Three mental images from thinking about AGI debate & corrigibility

Here are three mental images I’ve used when sporadically struggling to understand the ideas and prospects for AI safety via debate, IDA, and related proposals. I have not been closely following the discussion, and may well be missing things, and I don’t know whether these mental images are helpful or misleading.

Reading this post over, I seem to come across as a big skeptic of these proposals. That’s wrong: My actual opinion is not “skeptical” but rather “withholding judgment until I read more and think more”. Think of me as “newbie trying to learn”, not “expert contributing to intellectual progress”. Maybe writing this and getting feedback will help. :-)

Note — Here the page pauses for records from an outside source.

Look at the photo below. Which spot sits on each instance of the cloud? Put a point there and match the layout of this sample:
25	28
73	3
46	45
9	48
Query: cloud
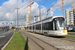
59	2
8	11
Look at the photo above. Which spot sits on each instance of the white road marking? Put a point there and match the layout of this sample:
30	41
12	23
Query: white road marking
2	36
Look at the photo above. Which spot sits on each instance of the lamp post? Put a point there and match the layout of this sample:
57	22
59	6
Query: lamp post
17	19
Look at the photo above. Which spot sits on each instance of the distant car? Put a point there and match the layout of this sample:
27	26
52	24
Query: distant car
73	29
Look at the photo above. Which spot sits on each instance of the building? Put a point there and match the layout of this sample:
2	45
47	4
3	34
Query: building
67	17
74	16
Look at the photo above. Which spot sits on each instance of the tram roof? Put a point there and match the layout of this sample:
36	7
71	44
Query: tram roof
47	19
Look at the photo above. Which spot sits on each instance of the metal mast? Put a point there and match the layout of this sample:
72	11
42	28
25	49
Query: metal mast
17	18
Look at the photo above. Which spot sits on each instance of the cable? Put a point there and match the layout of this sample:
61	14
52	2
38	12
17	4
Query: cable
44	2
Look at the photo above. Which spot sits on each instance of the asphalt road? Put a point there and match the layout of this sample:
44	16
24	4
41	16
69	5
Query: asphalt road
4	37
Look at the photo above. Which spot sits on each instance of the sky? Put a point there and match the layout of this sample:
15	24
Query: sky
8	12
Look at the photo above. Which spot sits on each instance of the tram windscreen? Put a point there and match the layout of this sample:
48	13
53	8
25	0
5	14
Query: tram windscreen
60	23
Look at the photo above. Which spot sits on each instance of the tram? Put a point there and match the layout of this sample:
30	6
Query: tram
54	26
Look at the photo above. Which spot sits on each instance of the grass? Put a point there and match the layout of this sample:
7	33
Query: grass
69	35
17	43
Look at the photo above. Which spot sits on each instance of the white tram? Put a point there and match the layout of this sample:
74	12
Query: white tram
54	26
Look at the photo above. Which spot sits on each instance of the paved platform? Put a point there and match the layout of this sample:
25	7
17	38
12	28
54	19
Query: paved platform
59	43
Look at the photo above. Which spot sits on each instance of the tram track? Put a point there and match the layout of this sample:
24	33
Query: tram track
40	42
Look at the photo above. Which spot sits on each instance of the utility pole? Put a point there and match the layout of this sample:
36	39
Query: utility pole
63	7
30	14
40	14
30	11
17	19
15	23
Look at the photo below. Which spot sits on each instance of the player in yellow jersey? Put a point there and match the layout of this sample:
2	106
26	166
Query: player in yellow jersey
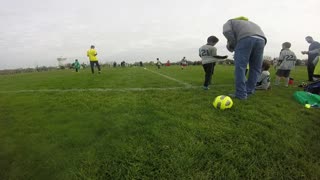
92	54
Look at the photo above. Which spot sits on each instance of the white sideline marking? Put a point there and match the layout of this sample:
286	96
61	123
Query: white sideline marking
109	89
168	77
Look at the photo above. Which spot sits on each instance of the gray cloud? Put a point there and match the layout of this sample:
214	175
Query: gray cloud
36	32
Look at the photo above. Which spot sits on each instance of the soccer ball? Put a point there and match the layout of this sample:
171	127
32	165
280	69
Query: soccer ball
222	102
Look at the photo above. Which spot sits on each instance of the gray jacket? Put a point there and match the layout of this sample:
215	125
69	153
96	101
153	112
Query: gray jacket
234	30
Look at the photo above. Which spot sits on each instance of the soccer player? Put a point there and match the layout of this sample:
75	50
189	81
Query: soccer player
183	63
247	40
286	62
158	63
208	54
76	65
264	79
92	54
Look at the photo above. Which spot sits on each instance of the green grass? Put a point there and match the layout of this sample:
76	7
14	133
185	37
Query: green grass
152	134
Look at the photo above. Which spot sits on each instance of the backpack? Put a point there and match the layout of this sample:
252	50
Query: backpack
313	88
307	98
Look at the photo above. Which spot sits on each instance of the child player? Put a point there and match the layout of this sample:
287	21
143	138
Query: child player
77	65
208	54
286	62
183	63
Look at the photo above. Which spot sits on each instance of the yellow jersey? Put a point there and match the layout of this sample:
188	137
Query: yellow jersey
92	54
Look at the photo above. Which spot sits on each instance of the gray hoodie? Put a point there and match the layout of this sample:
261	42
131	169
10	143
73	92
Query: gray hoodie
235	30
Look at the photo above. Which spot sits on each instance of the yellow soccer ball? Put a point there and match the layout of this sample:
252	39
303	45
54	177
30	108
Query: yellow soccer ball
222	102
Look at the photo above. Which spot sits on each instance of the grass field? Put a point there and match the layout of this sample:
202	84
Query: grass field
132	123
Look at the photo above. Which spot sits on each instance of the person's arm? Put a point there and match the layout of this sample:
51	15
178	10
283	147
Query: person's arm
230	36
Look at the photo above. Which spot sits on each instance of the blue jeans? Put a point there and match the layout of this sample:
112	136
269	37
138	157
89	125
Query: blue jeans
248	50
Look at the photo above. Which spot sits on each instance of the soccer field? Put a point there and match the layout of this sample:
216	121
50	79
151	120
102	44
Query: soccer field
136	123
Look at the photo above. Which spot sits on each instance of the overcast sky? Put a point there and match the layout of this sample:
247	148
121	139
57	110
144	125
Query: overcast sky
37	32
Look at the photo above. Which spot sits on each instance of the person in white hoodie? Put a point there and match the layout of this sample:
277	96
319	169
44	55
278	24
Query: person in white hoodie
208	54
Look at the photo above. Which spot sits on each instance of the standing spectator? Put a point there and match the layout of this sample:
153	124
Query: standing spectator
312	54
209	57
247	40
92	54
183	63
285	64
264	79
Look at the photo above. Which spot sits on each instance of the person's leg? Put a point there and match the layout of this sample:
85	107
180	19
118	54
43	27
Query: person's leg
242	55
206	68
255	63
92	66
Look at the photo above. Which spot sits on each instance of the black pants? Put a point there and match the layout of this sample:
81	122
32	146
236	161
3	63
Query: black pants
310	70
92	66
208	69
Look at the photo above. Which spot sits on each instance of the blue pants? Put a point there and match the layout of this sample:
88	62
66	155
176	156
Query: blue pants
248	50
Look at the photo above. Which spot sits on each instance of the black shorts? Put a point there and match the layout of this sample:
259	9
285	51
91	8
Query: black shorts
283	73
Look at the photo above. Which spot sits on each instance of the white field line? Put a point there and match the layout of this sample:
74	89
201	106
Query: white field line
108	89
168	77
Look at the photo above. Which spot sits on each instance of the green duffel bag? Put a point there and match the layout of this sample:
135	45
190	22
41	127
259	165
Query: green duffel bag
307	98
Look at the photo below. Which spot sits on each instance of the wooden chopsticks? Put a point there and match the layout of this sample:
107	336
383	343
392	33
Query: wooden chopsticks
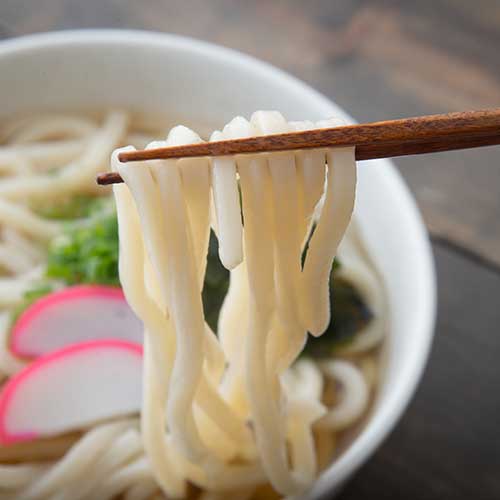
408	136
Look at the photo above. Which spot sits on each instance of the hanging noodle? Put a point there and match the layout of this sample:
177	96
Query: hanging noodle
226	413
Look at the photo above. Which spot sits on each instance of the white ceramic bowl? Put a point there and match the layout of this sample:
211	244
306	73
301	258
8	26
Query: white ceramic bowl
203	83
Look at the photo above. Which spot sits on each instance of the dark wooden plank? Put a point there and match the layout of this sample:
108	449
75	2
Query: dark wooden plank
447	445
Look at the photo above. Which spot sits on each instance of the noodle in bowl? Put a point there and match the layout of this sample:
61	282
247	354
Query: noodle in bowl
99	70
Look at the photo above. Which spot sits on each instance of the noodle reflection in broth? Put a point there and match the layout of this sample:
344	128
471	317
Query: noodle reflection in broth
223	412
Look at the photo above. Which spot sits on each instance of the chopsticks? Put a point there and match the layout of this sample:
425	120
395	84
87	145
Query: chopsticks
408	136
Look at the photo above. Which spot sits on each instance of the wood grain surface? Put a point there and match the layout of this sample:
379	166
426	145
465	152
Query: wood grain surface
384	59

1. AGI Debate as water-skiing behind a pair of nose-to-nose giant rocket engines

In AI safety via debate, we task two identical AGIs with arguing opposite sides of a question. That has always struck me as really weird, because one of them is advocating for a false conclusion—perhaps even knowingly! Why would we do that? Shouldn’t we program the AGIs to just figure out the right answer and explain it to us?

My understanding is that one aspect of it is that two equal-and-opposite AGIs (equal power, opposite goals) would keep each other in check, even if the AGIs were each very powerful.

So imagine you row to an island in the center of a little mountain lake, but then your boat gets eaten by beavers, and it’s too far to swim to shore. What you do have on your little island is a giant, 100,000kg rocket engine with no throttle. Once you start it, it burns uncontrollably until it’s out of fuel, by which point it’s typically way out in outer space! Oh, and the rocket also has a crappy steering system—coarse controls, laggy, poor feedback.

So what do you do? How do you cross the 300 meters of water to shore?

The answer is obvious: You do a copy-and-paste to make a second giant rocket engine, and build a frame that keeps the two pointed almost exactly nose-to-nose. Then you turn them both on simultaneously, so they just press on each other, and don’t go anywhere. Then you use the steering mechanism to create a tiny imbalance in the direction you want to move, and you gently waterski to shore. Success!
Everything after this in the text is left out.